Cilasun sadece Said Nursi’nin değil, genel itibarıyla dinî öğretinin içeriği ile ilgilenmiyor. Zira Cilasun, Said Nursi’nin devlet/rejimle çatışmama taktiğinin bir teolojisi olduğunu ya umursamıyor ya da farkında değil. Halbuki devlete karşı takınılan söz konusu duruş hemen hemen bütün Sünni, hatta ortodoks Şii teolojisinin, devlete karşı duruşunun özetidir; ve bu anlamda Said Nursi klasik bir ortodoks Sünni âlimidir ve binlerce yıllık teolojinin gereğini yapmaktadır.

Cilasun komünist zaviye ile dar anlamda metodolojik bir duruşa işaret etmiyor da olabilir. Daha çok tarihî bir şahsı anakronizm kaygısı taşımadan nasıl yargılamamız gerektiğine dair normatif bir duruşa işaret ediyor. Nitekim Cilasun benim elimdeki kitapta yüz küsur sayfa tutan ve “Neden Said Nursi?” başlıklı bölümde Said Nursi’ye farklı zaviyelerden bakanların Said Nursi yorumlarını tartışıyor. Bir anlamda kendi zaviyesini onlara karşı konumlandırarak, komünist bir zaviyeden bakışın söz konusu zaviyelerden yapılan yargılamalardan nasıl farklılaşacağını görmemizi istiyor. Kısaca belirtmek gerekirse, Cilasun’a göre, aslında iki grup ideolojik duruş vardır: komünistler ve geri kalanlar. Geri kalanlar kapitalist sistemle ürettiği ilişkilere (ki söz konusu ilişkiler devlet-birey ilişkileri, devletlerarası ilişkiler ve cinsiyet ilişkileri gibi geniş bir yelpazede düşünülmeli) radikal bir eleştiri getirmeyenler, hatta hiç sorgulamadan kabul edenler. Bu zaviyeden bakıldığında aslında Said Nursi’nin Mustafa Kemal’den bir farkı yoktur. İkisi arasındaki fark daha çok, hatta sadece, din üzerindendir.
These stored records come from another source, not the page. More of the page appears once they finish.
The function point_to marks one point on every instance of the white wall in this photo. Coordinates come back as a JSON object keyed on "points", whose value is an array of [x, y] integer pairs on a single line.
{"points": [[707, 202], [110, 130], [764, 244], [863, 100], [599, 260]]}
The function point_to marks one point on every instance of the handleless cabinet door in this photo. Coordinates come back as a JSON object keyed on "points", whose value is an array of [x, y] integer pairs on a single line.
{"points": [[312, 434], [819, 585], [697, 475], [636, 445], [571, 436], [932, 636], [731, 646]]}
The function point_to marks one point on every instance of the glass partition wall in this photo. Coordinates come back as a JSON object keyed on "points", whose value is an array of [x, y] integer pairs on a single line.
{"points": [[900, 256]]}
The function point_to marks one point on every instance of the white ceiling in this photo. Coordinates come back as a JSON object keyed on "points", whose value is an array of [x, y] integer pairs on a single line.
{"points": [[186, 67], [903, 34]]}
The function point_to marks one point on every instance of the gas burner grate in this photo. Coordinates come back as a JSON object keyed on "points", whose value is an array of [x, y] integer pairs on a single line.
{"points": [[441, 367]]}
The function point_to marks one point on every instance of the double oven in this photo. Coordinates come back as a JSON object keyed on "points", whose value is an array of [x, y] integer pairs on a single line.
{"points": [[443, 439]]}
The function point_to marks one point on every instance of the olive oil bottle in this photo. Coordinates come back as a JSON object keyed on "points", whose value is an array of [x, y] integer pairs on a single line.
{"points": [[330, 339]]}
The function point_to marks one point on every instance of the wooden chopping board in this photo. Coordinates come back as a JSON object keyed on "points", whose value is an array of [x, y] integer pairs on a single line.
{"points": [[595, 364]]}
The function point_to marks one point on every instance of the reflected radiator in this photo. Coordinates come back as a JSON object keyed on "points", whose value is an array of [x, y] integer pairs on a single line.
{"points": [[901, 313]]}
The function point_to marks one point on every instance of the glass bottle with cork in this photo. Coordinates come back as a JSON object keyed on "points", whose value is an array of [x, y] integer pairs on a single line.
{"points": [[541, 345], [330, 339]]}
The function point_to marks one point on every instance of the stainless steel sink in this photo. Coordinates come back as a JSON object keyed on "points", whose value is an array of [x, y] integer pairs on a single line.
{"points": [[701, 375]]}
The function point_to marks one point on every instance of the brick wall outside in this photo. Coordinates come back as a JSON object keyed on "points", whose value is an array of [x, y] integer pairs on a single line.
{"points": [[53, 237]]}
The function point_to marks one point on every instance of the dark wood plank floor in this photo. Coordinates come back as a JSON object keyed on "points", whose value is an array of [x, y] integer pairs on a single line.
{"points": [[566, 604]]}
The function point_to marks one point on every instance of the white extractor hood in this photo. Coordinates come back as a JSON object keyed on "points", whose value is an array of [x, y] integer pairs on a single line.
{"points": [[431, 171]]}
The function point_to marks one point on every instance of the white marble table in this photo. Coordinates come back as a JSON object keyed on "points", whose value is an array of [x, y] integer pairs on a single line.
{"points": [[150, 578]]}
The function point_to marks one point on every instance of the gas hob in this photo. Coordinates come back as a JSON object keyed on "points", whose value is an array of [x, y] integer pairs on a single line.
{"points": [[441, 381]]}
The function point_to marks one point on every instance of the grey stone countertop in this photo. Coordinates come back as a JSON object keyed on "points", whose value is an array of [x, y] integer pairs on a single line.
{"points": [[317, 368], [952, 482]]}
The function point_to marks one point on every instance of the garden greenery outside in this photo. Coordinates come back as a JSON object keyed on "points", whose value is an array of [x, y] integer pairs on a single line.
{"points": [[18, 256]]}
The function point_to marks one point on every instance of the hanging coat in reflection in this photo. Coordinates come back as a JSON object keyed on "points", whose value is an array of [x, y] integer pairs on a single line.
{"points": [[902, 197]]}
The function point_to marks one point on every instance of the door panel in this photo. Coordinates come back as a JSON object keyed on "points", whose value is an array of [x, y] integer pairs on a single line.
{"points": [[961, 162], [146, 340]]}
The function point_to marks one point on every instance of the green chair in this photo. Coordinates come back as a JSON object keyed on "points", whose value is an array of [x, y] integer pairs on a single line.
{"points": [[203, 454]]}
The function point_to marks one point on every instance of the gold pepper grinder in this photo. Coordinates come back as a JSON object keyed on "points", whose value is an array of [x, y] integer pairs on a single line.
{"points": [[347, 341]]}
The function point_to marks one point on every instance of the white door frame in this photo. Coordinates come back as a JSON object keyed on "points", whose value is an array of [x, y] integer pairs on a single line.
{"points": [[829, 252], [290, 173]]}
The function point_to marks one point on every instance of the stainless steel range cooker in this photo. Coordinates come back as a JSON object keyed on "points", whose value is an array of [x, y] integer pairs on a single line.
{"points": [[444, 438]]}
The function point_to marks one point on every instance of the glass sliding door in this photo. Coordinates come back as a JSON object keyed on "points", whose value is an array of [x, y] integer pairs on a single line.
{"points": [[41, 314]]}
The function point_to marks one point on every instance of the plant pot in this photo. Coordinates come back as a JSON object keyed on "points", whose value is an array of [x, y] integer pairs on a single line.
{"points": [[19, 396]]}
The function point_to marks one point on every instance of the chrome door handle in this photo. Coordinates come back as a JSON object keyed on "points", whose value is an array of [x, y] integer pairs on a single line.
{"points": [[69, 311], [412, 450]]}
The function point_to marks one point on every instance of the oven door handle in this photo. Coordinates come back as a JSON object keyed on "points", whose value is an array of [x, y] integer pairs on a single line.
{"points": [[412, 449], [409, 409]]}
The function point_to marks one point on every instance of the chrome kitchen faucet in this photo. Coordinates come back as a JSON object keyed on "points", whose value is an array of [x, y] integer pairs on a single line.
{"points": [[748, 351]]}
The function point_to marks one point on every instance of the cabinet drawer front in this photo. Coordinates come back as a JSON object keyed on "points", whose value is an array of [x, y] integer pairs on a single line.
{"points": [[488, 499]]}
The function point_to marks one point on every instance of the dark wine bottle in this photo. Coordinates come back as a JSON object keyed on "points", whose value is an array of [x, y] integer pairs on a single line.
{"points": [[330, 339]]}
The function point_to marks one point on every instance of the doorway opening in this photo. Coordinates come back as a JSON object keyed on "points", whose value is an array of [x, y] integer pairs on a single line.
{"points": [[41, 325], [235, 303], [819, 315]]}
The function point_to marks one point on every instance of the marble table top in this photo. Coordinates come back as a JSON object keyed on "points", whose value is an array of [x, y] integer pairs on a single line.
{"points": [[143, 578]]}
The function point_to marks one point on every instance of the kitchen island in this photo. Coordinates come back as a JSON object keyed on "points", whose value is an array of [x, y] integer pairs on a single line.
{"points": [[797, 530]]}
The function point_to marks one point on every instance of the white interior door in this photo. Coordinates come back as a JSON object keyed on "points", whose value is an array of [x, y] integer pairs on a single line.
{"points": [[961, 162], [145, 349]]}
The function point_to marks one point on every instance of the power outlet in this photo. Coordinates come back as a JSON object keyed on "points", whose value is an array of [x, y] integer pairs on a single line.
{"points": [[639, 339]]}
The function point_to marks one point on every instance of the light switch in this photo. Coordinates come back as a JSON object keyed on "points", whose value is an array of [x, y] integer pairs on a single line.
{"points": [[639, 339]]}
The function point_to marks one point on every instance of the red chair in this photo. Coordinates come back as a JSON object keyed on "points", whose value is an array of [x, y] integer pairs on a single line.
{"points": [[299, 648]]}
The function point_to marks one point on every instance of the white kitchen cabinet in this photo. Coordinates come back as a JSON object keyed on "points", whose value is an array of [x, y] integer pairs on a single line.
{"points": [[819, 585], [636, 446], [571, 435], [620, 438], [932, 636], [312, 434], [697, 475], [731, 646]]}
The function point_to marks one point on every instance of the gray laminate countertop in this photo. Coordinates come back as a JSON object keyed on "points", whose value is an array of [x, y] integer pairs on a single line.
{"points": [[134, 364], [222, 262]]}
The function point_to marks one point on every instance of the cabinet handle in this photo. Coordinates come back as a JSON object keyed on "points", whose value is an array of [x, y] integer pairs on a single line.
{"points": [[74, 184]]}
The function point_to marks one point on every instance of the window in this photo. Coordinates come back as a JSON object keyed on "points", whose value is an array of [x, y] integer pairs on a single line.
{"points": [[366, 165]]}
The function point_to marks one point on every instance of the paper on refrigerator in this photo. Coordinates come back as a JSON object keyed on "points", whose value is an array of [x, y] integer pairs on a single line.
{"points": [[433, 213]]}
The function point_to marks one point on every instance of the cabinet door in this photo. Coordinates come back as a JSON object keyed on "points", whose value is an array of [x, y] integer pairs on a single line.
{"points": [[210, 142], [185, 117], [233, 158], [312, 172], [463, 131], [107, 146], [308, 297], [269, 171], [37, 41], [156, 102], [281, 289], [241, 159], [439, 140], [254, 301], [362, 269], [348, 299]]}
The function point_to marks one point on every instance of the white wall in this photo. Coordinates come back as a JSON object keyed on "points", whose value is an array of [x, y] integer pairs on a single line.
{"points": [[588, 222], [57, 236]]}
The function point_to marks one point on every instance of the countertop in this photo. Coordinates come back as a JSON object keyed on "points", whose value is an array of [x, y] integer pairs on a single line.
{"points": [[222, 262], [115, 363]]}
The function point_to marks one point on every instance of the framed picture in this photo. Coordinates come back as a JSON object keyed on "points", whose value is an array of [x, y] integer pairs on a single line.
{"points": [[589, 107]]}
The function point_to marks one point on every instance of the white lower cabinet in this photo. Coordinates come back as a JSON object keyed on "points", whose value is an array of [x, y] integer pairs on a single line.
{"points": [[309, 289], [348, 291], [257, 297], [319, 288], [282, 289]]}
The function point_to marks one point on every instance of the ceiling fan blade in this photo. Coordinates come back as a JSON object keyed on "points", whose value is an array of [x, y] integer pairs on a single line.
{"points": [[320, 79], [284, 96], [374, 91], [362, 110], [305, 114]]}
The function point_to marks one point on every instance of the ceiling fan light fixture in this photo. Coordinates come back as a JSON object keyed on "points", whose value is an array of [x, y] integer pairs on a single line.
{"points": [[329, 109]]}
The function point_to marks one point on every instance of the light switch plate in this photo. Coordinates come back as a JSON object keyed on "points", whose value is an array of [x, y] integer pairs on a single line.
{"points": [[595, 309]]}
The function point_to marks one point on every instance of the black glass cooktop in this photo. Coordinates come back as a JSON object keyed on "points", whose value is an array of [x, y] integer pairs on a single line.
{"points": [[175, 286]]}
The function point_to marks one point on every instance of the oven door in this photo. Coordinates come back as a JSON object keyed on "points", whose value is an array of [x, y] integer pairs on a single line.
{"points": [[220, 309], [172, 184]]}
“Küfür tek millettir” minvalindeki bu yaklaşım kişisel bir tercih elbette. Fakat farklı ideolojik konumları aynı zeminde buluşturma gayretinin bazen zorlama yorumlara sebep olduğunu, ayrıca nihayetinde kitabın hikâyesine pek fazla da bir katkısının olmadığını not etmem gerekiyor.

Bitirirken… En değerli çalışmaların var olan bir tartışmayı bitirici çalışmalar değil, konu üzerine daha çok soru sormamıza, daha derin düşünmemize yardımcı olan çalışmalar olduğuna dikkat çekerek bitireyim. Emrah Cilasun’un Said Nursi biyografisi kesinlikle böyle bir çalışma. Cilasun sadece Said Nursi’nin hayatında anlatılagelen bazı gariplikler ve karanlıklara ışık tutmuyor, aynı zamanda Osmanlı/Cumhuriyet modernleşmesinin Türkiye’de din-devlet ilişkilerini nasıl değiştirip dönüştürdüğüne dair de önemli gözlemler yapma fırsatı sunuyor. Kısaca Cilasun’un Said Nursi biyografisi bu konulara ilgi duyan herkesin mutlaka okuması gereken bir kitap.


[1] Emrah Cilasun, Yeni Paradigmanın Eşiğinde Bediüzzaman Efsanesi ve Said Nursi Gerçeği: Yabancı Arşiv Belgeleriyle, İstanbul: Tekin Yayınevi, 2018.